In an embodiment, the present invention provides a method for controlling the position of a filtrate splitting device in a pulp washer that includes a plurality of discharge conduits as described above, each conduit including a sensor that is in communication with a controller, the controller being in communication with an actuator that translates signals from the controller to a repositioning movement of the splitter valve. The method includes the steps of measuring a physical property of the fluid being discharged from one or more of the discharge conduits, transmitting a signal reflective of the measured value to the controller, comparing the measured value with a predetermined operating range and, in the event the measured value falls out of the predetermined optimal range, sending a signal to the actuator to thereafter reposition the splitter valve.

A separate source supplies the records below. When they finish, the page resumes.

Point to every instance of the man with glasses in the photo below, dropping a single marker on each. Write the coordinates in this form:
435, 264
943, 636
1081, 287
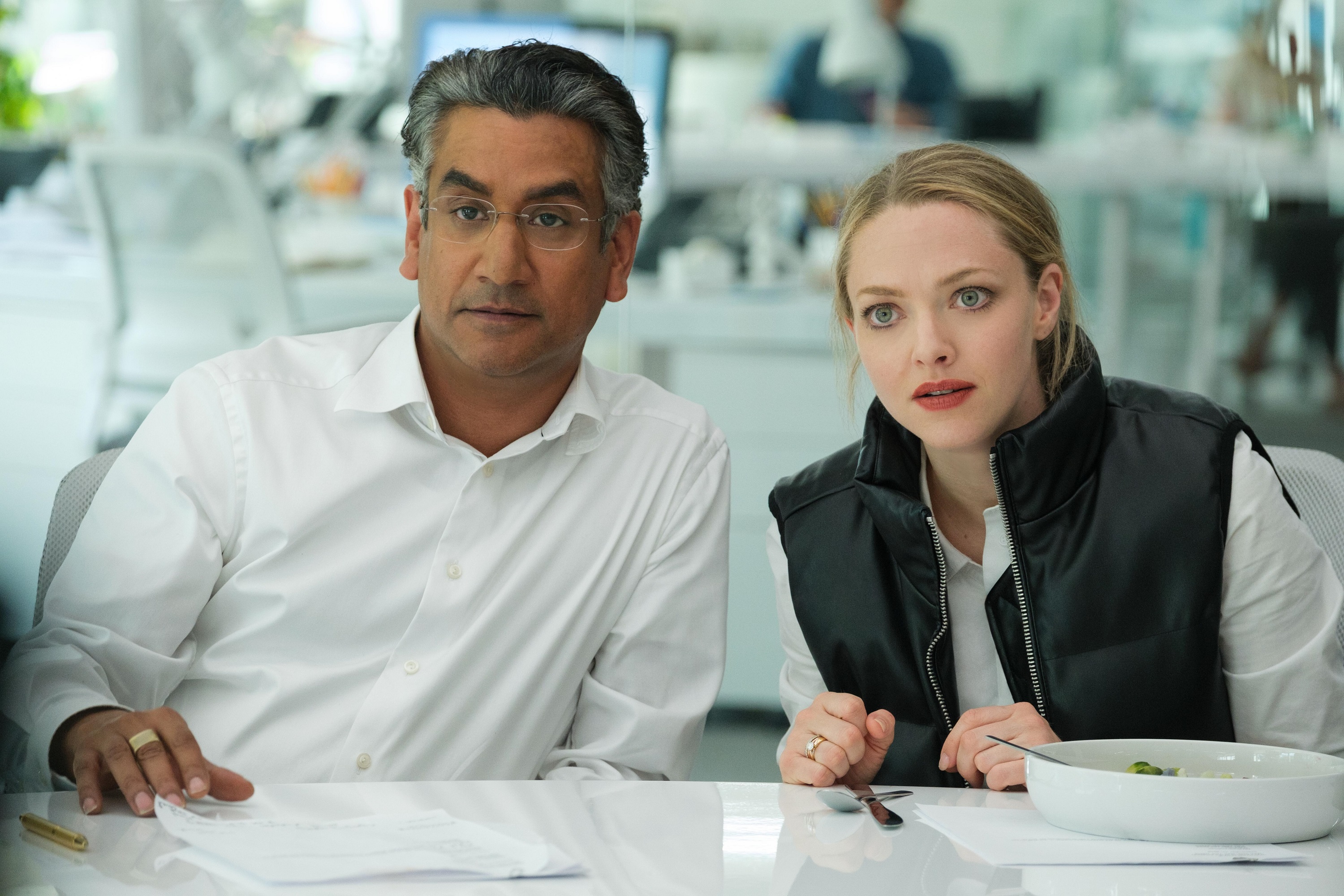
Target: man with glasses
443, 548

In an embodiment, the sensors measure the conductivity of the fluid being discharged through each conduit and send a signal reflective of the measured conductivity to the controller. The controller then compares the measured conductivity value with a preferred conductivity range for each discharge conduit. If the measured value in the first conduit is less than the preferred range, the controller sends a signal to the actuator to move the splitter valve towards the first discharge conduit so that less of the lower conductivity (low solids concentration) fluid is discharged to the first conduit. In the event the measured conductivity value in the first conduit is higher than the preferred conductivity range for the respective discharge conduit, the controller sends a signal to the actuator to move the splitter valve towards the second discharge conduit to thereby reduce the amount of the low conductivity (low solids concentration) fluid being discharged to the first conduit from the pulp washer and to thereby minimize the rate at which wash liquor is consumed. In both cases, the splitting of high and low solids concentration liquors is optimized.

In an embodiment, as the splitter valve moves from the first discharge (black liquor) conduit towards the last (very weak) discharge conduit, the percentage of weak liquor or filtrate that is removed from the pulp washer decreases. As a result, a smaller quantity of wash liquor is utilized in the pulp washer.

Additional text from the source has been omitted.